Education’s ability to change attitudes and increase understanding of complex issues provides a clear rationale for its role in promoting environmental behavior. Consequently, it is often assumed that the likelihood to engage with environmental programs increases with the level of formal education (Burton 2014). Yet, as demonstrated here and elsewhere, more education does not necessarily mean increased pro-environmental behavior (Kollmuss and Agyeman 2002) and evidence provided by the extensive body of research on this topic remains inconclusive (Burton 2014). A possible explanation might be that farming education does not necessarily come from formal education (Goodale et al. 2015). Agricultural knowledge is also frequently obtained from sources such as family members, neighbors, books, the internet, or even stewardship or government programs (Mobley et al. 2009).

Farm Size

Some studies have concluded that total farm size in not an important variable in explaining participation in agri-environmental measures (Wynn et al. 2001; Wossink and van Wenum 2003; Comerford 2014), which is consistent the findings presented here. Others have demonstrated that there is an interaction between farm size and productivity of the land when it comes to participation in agri-environmental measures (see Gailhard and Bojnec 2015), so it is possible that any effect of farm size per se in our study is masked by differences in productivity of different farms.

Age

The extent of farming experience is thought to be important with regards to the adoption of farming-related conservation programs. Typically, farmer age is used as a proxy, but despite extensive research on this topic, it remains to be shown whether, or how, conservation program adoption varies with age. Previous research has suggested that there is no relationship between age and conservation practices (Carlson et al. 1981; Finger and Lehmann 2012; Wilson 1997). Others have shown that younger farmers are more likely than older farmers to take risks and enter agri-environmental measures (Wynn et al. 2001; Murphy et al. 2011) and adopt new technologies (D’Souza et al. 1993) as well as the opposite (Hoover and Wiitala 1980; Abd-Ella et al. 1981; Lasley and Nolan 1981; Barreiro-Hurlé et al. 2010). Our study did not find any evidence for age playing a significant role in shaping environmental behavior, suggesting that at least in this context, environmental attitude and reliance on farm income are more important.
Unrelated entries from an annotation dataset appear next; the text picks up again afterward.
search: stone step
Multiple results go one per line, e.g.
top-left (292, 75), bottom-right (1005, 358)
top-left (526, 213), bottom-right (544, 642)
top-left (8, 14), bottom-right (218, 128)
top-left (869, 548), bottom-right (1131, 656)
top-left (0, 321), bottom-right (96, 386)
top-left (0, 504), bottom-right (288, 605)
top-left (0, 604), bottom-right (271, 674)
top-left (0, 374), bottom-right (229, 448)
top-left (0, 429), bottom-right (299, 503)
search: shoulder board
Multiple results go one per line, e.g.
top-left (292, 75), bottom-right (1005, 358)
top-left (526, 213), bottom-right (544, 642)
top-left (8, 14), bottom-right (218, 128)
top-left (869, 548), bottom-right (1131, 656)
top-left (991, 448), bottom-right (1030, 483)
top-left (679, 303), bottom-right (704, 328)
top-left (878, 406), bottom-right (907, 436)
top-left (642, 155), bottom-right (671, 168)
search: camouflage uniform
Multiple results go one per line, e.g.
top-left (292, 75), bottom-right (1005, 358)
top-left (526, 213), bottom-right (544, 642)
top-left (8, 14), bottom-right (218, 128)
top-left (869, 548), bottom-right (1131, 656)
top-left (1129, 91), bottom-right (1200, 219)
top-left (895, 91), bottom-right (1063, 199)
Motivation to Participate in a Wetland Enhancement Program

The most highly rated motivator in our study to take part in a wetland enhancement program was ‘more information on how the decline in wetland area affects them personally’. This suggests that lack of information is an important aspect, which is corroborated by a study on beef producers, where the two most commonly cited reasons for non-adoption were unfamiliarity and non-applicability of the practice. These results highlight the importance of educational efforts in encouraging adoption, as well as farm type and financial situation of the farmer (Gillespie et al. 2007).

Conclusions

In our study of landowners in southwestern Ontario, we found that an environmental attitude and economic factors are the strongest predictors of environmental behavior. We suggest that enrollment in voluntary land stewardship programs might be increased by providing information about the effects of ecosystem loss, and by providing financial incentives for participation. In a larger social context, outreach programs by government agencies can play a role in changing attitudes and behavior. Governmental outreach programs could thus focus on improving pro-environmental attitudes, which in turn is likely to result in more pro-environmental behavior of landowners. Policy makers could use the results of this study to first target landowners who are most likely to adopt pro-environmental behavior. Successful implementation of a new stewardship program among selected landowners will facilitate uptake on a larger scale.